University: University of Strathclyde  Supervisor: Dr Theodosia Stratoudaki & Dr Charles MacLeod  Start date: October 2021

The majority of challenges for NDE and high value manufacturing today stem from the increased use of advanced materials and advanced processes that push the performance limits to extremes. Inspection techniques are faced with extreme operating environments (high temperature/radioactive environments), places of restricted access (e.g. the inside of engines or the human body), components of complex geometries, remote deployment, and in-process monitoring of high-value manufacturing (e.g. additive manufacturing). For all these reasons, what is needed is remote ultrasonic inspection: a technique that is non-contact, couplant free, has small footprint and minimal weight and can be delivered through an endoscope. Laser ultrasonics (LU) address these challenges and Laser Induced Phased Arrays (LIPAs) provide superior ultrasonic imaging than conventional LU techniques by successfully addressing the poor signal-to-noise ratio (SNR) usually associated with LU, especially for the non destructive regime.  

The aim of the PhD is to enable automated, remote ultrasonic imaging, based on LIPAs, which will be deployed using robots on real and challenging processes -such as welding and 3D metal printing- environments and components. 

The techniques to be developed will influence life-cycle costs of UK industrial products, enhancing the success of UK manufacturing, especially those depending on safety critical applications, such as aerospace. As a result, the results from this study will ensure safer transport, reduced usage of natural resources and benefit society as a whole. 
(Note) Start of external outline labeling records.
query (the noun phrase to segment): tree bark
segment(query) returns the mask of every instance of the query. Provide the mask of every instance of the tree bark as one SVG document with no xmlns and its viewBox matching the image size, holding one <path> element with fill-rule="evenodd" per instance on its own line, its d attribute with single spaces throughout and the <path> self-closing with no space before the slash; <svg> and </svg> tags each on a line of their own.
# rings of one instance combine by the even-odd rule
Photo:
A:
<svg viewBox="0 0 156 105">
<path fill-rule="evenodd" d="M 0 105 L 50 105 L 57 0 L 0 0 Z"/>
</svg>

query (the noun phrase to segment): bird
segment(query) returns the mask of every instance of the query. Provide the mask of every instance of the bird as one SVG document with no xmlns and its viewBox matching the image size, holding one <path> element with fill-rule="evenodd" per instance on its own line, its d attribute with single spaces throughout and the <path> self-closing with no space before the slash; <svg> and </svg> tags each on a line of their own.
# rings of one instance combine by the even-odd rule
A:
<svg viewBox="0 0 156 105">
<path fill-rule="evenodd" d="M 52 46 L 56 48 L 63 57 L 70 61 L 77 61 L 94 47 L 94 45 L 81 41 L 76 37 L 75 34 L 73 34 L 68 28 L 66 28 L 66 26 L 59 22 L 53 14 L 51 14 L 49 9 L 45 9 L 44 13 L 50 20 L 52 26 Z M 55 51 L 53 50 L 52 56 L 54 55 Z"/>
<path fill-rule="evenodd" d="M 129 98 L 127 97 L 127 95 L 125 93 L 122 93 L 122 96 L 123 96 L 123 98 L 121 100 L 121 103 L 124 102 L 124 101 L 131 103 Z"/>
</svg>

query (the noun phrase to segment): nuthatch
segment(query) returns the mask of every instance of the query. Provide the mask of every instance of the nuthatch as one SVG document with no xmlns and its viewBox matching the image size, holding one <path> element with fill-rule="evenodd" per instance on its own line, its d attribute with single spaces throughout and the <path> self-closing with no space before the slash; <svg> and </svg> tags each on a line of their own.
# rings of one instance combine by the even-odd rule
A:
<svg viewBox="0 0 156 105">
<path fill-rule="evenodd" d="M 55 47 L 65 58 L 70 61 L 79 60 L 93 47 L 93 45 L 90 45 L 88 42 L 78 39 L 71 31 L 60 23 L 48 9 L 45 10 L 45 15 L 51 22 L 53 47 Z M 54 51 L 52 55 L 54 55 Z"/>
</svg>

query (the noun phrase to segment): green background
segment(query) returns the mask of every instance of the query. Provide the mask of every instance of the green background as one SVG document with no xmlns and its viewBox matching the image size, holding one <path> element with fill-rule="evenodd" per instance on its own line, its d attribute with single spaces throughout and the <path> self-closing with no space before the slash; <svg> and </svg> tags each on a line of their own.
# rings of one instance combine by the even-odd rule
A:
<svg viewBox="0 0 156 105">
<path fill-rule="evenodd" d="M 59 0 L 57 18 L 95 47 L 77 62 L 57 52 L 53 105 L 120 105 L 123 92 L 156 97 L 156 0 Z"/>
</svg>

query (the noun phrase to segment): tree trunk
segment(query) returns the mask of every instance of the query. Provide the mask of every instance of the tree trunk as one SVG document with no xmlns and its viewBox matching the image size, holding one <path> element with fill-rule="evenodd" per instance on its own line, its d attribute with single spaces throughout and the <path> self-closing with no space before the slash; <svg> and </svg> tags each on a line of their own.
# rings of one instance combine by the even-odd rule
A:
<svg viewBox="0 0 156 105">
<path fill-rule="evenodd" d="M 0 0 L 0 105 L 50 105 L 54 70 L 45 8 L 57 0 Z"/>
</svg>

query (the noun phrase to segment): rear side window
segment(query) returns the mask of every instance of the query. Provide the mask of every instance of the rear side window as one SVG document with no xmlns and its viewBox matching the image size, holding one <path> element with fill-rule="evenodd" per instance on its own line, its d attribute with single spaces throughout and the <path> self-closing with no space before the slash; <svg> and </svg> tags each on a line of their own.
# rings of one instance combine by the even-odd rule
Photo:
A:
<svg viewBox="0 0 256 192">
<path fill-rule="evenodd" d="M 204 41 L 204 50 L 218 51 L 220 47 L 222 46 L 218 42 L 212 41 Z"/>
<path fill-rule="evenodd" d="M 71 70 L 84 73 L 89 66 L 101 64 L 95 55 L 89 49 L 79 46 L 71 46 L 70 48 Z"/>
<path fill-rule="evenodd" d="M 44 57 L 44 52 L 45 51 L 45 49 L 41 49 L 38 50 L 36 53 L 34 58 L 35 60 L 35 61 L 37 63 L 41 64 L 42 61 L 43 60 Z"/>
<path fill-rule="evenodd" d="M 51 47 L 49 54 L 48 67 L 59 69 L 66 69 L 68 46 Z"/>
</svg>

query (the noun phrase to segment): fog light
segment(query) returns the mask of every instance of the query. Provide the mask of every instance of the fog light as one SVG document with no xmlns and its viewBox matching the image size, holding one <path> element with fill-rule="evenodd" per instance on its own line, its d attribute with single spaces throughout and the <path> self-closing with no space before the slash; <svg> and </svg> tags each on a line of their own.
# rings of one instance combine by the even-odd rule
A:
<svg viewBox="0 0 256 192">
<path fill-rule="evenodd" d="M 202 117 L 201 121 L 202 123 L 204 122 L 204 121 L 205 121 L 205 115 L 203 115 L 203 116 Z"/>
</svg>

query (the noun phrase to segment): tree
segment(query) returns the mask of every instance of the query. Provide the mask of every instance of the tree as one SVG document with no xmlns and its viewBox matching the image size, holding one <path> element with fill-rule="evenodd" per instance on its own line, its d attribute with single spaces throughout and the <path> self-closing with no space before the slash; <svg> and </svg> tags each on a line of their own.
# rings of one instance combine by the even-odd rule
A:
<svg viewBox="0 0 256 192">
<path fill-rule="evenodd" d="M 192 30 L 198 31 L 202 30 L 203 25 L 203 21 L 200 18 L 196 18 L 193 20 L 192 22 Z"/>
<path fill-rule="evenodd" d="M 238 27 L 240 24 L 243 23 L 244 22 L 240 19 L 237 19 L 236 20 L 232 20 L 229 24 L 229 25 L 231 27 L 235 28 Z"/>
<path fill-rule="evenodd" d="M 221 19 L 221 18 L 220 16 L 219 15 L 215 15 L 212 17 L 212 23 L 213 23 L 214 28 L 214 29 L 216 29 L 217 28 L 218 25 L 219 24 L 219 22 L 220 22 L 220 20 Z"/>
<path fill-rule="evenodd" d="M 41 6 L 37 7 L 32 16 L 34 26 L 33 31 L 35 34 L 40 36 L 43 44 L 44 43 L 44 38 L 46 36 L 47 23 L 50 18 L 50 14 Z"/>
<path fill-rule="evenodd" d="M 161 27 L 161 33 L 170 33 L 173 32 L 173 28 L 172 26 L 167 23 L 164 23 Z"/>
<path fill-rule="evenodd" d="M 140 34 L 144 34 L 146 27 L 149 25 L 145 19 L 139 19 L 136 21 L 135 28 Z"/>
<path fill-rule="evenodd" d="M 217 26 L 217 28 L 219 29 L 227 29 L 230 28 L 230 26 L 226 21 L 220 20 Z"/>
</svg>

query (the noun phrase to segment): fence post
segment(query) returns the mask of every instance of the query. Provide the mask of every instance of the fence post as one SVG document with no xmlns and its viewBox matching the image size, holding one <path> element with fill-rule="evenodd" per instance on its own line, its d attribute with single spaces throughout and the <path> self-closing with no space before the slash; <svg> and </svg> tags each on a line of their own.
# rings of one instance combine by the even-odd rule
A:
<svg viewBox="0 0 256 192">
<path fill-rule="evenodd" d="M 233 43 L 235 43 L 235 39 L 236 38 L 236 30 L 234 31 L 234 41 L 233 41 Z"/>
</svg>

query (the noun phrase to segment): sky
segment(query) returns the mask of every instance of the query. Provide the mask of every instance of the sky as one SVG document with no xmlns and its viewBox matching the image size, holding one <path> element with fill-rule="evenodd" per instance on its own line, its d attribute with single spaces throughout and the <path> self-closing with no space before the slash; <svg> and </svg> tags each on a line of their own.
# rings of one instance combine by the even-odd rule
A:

Robotically delivered Laser Ultrasonic inspection offers a monumental opportunity to inspect components as they are being built, ultimately leading to automated on-line process monitoring. This project seeks to investigate the potential for combining state-of-the-art developments in 1) Automation and Robotics, 2) Advanced Phased Array Laser Ultrasonics and 3) Complex Fusion Welding and large-scale 3D metal printing. Specifically, this project will investigate and develop a system for laser-deployed inspection using a 6 Degree of Freedom (D.O.F.) manipulator for true 3D surface and volume mapping, for the first time. Automated interpretation of all-optically acquired, ultrasonic data, providing information on the location, size and type of defects, will also be developed. This interpretation will be adaptive and real-time, forming a feedback loop to the data acquisition process.  

Optical-based techniques, which can be delivered through flexible optical fibres, are also best suited for places of restricted access, such as in situ inspection of engines, or the human body. This project is directly applicable to industrial sectors such as additive manufacturing, space, aerospace, nuclear, defence and even human health.  

Robotic delivery of NDT inspection is an area where Strathclyde are international pioneers, using transducer based methods. Laser Ultrasonics will be integrated to the existing robots, addressing the requirements for increased inspection speeds and taking advantage of the flexible trajectory planning of the robotic system to realise LIPAs potential on synthesising arrays without physical constraints. The benefits are firstly expected in the inspection of curved structures and then for on-line process monitoring of welding and additive manufacturing. 

In summary, there is a high degree of novelty in the proposed research plan. In particular, high academic and industrial impact is expected from the idea of remote robotic laser inspection and the development of automated decision making process. 

The core objectives of the PhD study will be: 

  • Demonstration of LIPAs on industrial samples. 
  • Development of automated decision making process for the synthesis of LIPAs.
  • Demonstration of the potential of the technique in a variety of inspection cases encountered in industry. 
  • Investigate on-line deployment of the inspection system within a realistic manufacturing environment. 

Funding: 

This studentship covers fees at the home/EU rate, a stipend of £16877 per annum and the full technical and professional training programme as part of the FIND CDT.